Jesus Christ was not crucified and raised for us to provide a vision of life that a secularist can give. He was crucified and raised to bring us the “power and wisdom of God;” it is the “foolish” message that “shames the strong” and “makes wise the foolish.” This is all 1 Corinthians 1. It’s a preposterous message that should not aid the secularist—it should alarm them and save them.
Make no mistake: the good news of the gospel is not that this world can be better. It’s that another world exists and is crashing into this one through the message of the cross. A new way of existence is arriving through Jesus—eternal life! This is a quality of life so profound that it will last forever and nothing can take it away.

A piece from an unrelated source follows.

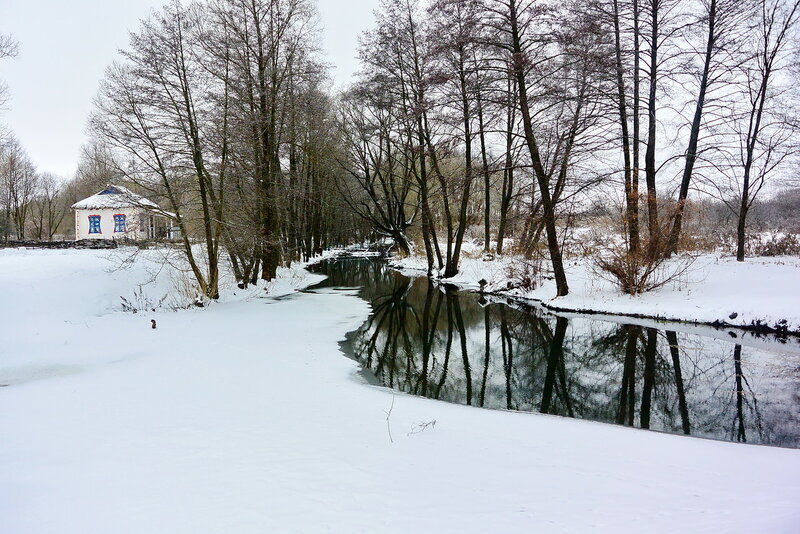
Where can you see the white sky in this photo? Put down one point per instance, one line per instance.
(65, 47)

It can not only survive this world, it can thrive in two. Heaven and earth are unionized in the hearts of the believers. It’s a miracle so profound only God can do it and only our weakness can bring it to bear upon our life. It’s also a fantastic message to preach. I wish I heard it more.

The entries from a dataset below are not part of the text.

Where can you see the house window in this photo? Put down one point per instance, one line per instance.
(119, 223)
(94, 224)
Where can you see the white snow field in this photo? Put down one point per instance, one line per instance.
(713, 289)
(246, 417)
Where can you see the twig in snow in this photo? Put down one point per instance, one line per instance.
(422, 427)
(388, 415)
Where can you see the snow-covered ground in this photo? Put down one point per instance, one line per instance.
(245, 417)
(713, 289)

Love this. In this regard, we can expect to be misunderstood by non-Christians and secularized Christians alike. Both may accuse us of ignoring the temporal world for the spiritual/heavenly but that's not true, we are rather concerned with the spiritual invading the physical, its not an easy concept to grasp.
So appreciated this piece. We forget we’re citizens of Heaven. We also forget we will rule and reign with Him and this earthly journey is part of our training. I must admit, I told Him I could forego the mansion and be very happy with a small cottage on the crystal sea of glass!